Most dash cams will come with a USB cable as their primary source of power from 12V outlets in your car. This poses a problem for the parking mode that many dash cams have since it’s common for cars to shut off power to their 12V outlets when the car is not running to prevent it from draining the battery. To get around this, dash cam manufacturers will usually sell a separate power cable that hardwires into the car’s battery or connects to the OBD port. Some companies also sell separate battery packs that charge up while the car is running and power the dash cam while it’s shut off, but these can increase total costs quickly. Before choosing a dash cam, it’s worth it to consider the power options you have for it.

Front and Rear Dash Cam Pricing 

A reliable, high-resolution dash cam can cost anywhere from $100 to $600. If you’re strictly looking for 4K video performance, you can find a mono-channel dash cam at the bottom of that range. Things get more expensive as you start looking at two- to three-channel setups, as well as additional features like built-in Wi-Fi, GPS, or LTE. 
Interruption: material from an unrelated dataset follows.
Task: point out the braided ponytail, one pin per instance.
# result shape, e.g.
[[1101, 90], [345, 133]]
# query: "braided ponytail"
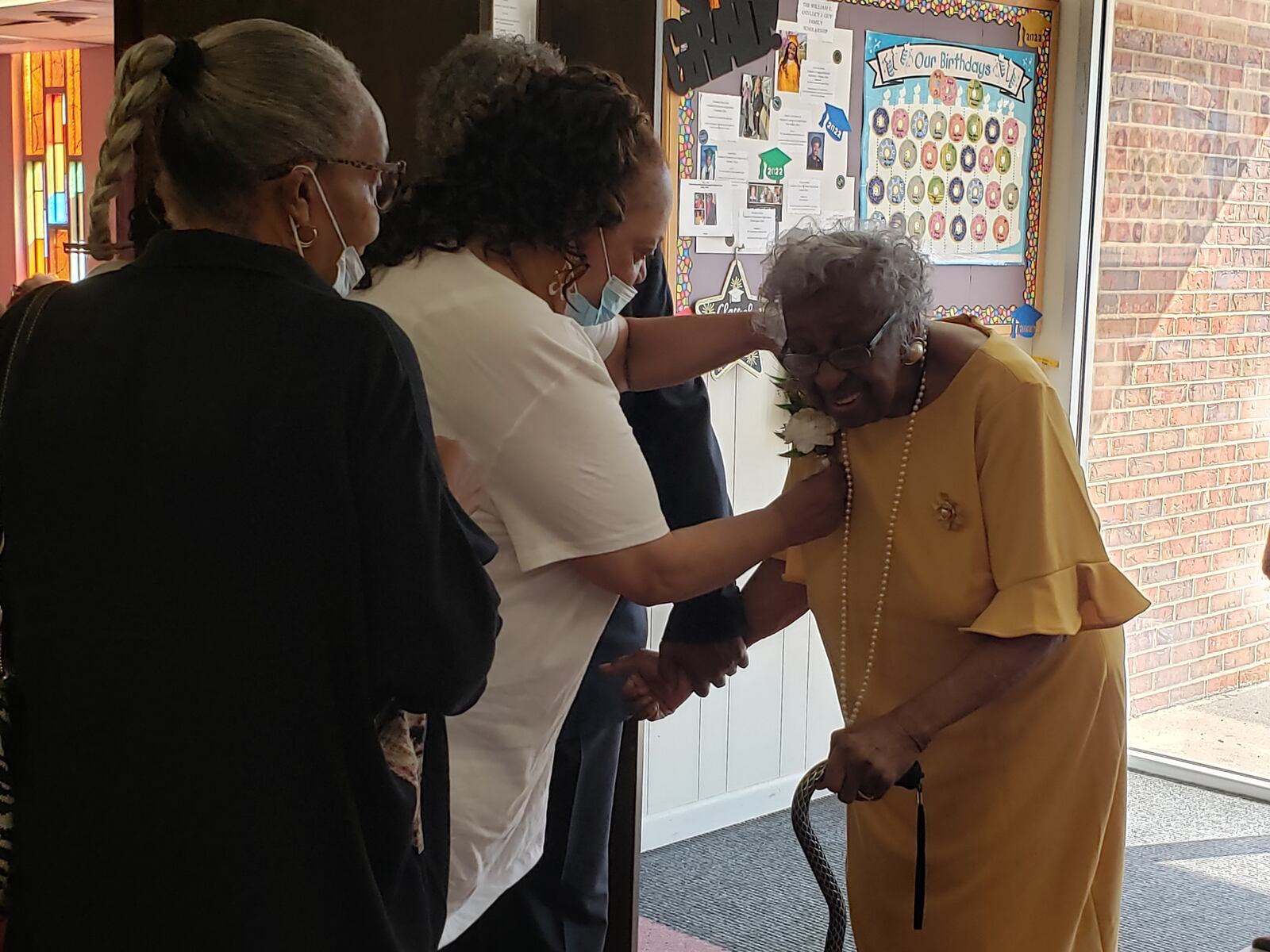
[[140, 94], [221, 113]]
You’ve got questions. The Drive has answers.

Q: Why are there so many dash cam videos on YouTube?

A: I think the question answers itself, but for the sake of time: hilarity.

Q: Is a dash cam legal?

A: The answer to this depends on which state you reside in. While some have no laws around dash cams at all, others either prohibit them entirely or dictate the legal size and location of them. In New York, drivers actually save 5 percent on their insurance premium for having a dash cam equipped.

Q: Can I install it myself?

A: If you’re installing a simple mono channel setup, or are particularly tech savvy, installation should be feasible. However, if you’re buying a more complicated two- or three-channel setup or are going to hardwire your dash cam for parking mode functionality, manufacturers generally recommend hiring a professional.

Q: How will my window tint affect my dash cam?

A: Short of the darkest window tints — 20 percent or more — most tints won’t affect the performance of your dash camera. Many dash cam manufacturers also sell a circular polarizer to reduce any undesired glares or reflections in your video.

Q: What type of memory card should I use?

A: Manufacturers differ in the storage sizes that are compatible with their models, ranging anywhere from 128GB to 512GB. For most purposes, you’re best off going with the largest storage capacity the model allows. You also need to buy one with the appropriate speed class for the video resolution you’re recording in.

Why Trust Us

Our reviews are driven by a combination of hands-on testing, expert input, “wisdom of the crowd” assessments from actual buyers, and our own expertise. We always aim to offer genuine, accurate guides to help you find the best picks.